China’s carbon trading scheme, the world’s largest, could see transactions reaching CNY100 billion in 2030, climate experts and officials said. The increase in volume will come as the country’s national Emissions Trading Scheme (ETS) takes shape. The scheme is expected to undergo several upgrades this year to meet China’s carbon peaking and carbon neutrality goals. “The basic framework of the national ETS has taken shape, and the price determination mechanism has taken effect,” said Liu Youbin, Spokesman for China’s Ministry of Ecology and Environment (MEE). In the next step, the MEE will focus on improving relevant laws and technical specifications, he said.

The expectations of an increase in volume came after China’s new carbon market met its first compliance deadline with a high compliance rate of 99.5%. The national ETS, which covers 2,162 firms from the power sector with total annual carbon dioxide emissions of 4.5 billion tons, completed its first compliance period on December 31, after its official launch in July last year.
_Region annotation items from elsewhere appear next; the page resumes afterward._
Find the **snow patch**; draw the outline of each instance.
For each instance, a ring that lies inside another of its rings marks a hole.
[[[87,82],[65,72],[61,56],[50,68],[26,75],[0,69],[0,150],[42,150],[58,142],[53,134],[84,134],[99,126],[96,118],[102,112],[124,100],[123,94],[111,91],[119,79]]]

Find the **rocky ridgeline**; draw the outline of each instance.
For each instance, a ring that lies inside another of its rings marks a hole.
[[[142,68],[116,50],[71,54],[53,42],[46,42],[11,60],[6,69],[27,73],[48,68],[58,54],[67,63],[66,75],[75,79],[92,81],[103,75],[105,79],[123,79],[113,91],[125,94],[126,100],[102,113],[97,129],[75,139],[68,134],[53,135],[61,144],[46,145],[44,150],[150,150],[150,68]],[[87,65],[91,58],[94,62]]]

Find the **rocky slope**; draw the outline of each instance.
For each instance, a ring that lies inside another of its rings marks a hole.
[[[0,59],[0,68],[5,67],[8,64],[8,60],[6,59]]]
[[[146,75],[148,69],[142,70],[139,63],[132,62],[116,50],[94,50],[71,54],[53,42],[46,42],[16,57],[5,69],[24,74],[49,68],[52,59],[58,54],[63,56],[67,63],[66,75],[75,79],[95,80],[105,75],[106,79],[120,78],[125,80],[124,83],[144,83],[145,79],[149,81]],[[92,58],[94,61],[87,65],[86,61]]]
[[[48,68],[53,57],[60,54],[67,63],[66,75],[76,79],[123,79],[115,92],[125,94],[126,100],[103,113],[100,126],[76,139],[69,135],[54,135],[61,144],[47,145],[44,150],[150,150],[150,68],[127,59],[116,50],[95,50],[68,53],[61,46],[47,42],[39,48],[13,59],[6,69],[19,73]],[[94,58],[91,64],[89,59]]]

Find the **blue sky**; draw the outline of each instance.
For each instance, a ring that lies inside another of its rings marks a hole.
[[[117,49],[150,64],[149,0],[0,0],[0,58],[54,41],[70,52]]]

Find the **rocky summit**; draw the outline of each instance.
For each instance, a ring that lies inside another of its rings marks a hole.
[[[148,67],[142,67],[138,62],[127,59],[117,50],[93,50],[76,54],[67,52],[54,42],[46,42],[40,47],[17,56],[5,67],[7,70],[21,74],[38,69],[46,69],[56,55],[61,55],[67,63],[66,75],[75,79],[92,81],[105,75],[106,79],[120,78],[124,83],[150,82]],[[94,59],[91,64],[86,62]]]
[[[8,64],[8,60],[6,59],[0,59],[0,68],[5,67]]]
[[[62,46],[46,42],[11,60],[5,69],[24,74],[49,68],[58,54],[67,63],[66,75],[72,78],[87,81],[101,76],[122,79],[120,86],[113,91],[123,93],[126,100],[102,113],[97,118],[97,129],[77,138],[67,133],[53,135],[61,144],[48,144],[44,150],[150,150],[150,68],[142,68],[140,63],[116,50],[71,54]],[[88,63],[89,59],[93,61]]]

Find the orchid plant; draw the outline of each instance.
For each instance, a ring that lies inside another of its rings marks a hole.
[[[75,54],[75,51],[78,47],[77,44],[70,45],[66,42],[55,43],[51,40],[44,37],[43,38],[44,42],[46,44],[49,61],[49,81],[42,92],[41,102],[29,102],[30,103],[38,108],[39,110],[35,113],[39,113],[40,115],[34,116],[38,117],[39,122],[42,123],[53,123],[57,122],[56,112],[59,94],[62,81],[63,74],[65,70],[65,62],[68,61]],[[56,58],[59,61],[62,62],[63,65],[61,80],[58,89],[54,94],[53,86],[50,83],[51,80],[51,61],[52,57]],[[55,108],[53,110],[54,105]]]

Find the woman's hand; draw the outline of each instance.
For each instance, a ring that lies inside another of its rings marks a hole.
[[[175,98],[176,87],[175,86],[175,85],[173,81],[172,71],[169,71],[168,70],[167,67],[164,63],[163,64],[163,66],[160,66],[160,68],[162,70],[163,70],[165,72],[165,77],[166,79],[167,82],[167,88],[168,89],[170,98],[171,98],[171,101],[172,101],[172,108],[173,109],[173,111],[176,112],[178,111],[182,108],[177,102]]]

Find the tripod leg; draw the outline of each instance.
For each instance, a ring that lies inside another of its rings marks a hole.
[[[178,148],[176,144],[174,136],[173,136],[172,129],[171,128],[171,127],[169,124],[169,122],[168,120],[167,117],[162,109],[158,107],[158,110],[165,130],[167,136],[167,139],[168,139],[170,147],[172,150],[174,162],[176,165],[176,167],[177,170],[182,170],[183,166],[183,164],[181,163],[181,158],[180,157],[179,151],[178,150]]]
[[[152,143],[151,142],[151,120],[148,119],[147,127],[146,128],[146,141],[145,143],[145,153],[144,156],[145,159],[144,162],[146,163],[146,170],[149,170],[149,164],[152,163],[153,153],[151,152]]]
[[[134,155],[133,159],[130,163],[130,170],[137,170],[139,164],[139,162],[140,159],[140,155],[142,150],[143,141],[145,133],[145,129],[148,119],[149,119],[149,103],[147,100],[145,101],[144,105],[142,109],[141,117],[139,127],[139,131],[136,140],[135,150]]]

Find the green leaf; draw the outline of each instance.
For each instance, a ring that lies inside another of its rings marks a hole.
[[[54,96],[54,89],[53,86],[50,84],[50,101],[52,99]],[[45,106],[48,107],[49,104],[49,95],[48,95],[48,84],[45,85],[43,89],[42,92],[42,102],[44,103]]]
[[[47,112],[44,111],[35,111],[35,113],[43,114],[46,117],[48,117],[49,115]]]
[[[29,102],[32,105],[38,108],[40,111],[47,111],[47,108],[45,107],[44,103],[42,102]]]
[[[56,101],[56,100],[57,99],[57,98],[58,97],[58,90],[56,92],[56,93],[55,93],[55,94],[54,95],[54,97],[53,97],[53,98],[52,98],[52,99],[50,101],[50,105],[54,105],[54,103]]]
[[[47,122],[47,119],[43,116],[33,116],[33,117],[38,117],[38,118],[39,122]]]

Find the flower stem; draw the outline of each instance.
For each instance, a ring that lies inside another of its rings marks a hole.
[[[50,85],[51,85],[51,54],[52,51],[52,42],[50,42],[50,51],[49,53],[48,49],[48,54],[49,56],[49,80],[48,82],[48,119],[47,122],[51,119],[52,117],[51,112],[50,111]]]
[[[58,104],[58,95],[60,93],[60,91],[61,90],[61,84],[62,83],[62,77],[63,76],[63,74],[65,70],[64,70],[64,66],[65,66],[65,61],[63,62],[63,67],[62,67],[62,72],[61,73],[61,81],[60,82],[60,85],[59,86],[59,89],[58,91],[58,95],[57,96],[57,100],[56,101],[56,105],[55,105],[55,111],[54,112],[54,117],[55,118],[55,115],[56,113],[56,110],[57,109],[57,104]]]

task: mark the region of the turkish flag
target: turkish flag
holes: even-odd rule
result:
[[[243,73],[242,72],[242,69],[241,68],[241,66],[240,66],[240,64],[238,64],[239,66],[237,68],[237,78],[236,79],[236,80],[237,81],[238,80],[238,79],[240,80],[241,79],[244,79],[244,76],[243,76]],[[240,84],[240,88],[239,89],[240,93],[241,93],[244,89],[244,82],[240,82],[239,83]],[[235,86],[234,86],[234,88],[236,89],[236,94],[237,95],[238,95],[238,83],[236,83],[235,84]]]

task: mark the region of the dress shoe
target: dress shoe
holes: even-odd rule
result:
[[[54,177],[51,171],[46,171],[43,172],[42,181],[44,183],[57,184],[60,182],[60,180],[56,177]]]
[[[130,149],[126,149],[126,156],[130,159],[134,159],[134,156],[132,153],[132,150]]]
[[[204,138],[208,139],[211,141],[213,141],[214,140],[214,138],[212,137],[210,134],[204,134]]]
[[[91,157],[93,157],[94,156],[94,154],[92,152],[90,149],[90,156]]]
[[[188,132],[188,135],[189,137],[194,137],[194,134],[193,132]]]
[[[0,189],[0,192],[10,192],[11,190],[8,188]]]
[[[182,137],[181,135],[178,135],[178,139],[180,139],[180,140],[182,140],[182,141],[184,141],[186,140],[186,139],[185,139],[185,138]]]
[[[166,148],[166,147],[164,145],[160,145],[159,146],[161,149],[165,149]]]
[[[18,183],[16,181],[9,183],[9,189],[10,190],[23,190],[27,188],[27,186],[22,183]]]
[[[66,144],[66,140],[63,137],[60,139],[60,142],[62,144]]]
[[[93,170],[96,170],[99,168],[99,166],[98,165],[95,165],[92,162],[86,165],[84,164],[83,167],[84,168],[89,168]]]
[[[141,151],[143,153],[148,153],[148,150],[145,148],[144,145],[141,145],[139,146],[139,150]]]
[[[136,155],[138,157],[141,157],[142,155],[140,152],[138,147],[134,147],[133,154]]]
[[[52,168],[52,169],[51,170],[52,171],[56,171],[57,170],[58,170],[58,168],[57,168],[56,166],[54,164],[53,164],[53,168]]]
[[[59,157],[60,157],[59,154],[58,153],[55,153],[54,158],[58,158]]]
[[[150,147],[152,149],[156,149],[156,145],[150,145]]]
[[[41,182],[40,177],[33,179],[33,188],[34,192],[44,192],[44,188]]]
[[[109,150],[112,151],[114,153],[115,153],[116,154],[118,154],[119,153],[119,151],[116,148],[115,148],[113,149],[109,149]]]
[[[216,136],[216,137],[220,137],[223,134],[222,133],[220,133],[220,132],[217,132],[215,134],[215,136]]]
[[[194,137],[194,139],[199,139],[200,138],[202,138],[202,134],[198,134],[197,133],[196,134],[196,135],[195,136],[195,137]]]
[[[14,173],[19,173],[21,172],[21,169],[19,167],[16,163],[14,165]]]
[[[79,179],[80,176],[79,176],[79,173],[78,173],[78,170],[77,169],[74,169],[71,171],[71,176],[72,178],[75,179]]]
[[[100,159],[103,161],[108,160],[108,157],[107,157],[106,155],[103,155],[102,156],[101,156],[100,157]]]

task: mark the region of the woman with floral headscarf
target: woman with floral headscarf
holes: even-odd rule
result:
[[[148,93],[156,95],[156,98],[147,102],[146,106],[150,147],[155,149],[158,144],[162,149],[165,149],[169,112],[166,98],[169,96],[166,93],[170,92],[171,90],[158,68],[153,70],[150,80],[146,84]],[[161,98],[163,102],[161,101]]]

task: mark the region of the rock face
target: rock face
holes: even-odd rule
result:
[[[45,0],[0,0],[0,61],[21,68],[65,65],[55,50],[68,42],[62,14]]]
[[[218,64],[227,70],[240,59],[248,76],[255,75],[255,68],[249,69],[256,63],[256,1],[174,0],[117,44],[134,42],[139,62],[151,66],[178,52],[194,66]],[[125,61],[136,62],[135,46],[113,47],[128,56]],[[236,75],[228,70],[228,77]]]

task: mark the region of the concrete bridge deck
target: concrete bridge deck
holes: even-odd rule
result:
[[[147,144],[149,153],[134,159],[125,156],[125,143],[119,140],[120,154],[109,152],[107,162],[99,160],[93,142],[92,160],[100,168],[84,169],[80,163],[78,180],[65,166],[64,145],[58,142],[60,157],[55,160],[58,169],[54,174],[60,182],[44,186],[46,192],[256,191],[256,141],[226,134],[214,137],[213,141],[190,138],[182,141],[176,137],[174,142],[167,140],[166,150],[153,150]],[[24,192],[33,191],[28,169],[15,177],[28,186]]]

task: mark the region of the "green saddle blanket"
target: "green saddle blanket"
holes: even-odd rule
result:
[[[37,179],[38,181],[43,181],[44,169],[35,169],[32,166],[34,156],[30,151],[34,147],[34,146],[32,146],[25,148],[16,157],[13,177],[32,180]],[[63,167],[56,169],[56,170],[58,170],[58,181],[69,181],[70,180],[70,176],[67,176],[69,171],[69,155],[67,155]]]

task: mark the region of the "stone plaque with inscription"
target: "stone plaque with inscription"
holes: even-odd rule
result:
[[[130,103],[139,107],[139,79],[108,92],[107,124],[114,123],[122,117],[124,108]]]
Almost all trading companies have surrendered at least an equivalent number of carbon emission allowances (CEA) – which they can buy or trade under the scheme – for actual emissions in 2019 and 2020. Transaction volumes are expected to hit the CNY100 billion mark by 2030, the year China is targeting to peak its total carbon emissions. About CNY8 billion worth of carbon trading has been recorded since the national carbon exchange was launched in Shanghai mid July last year. The national ETS is going to expand to cover 7 billion tons of carbon emissions by 2025, 60% of China’s current total emissions, after gradually including all eight of China’s heavy industry sectors. The price of carbon under the national ETS could rise to CNY65 a ton this year, compared to previous levels of about CNY50 per ton, according to forecasts by Refinitiv. The scheme is also going to undergo several upgrades, allowing enterprises from two more sectors – building materials and non-ferrous metals – to participate in trading this year, the South China Morning Post reports.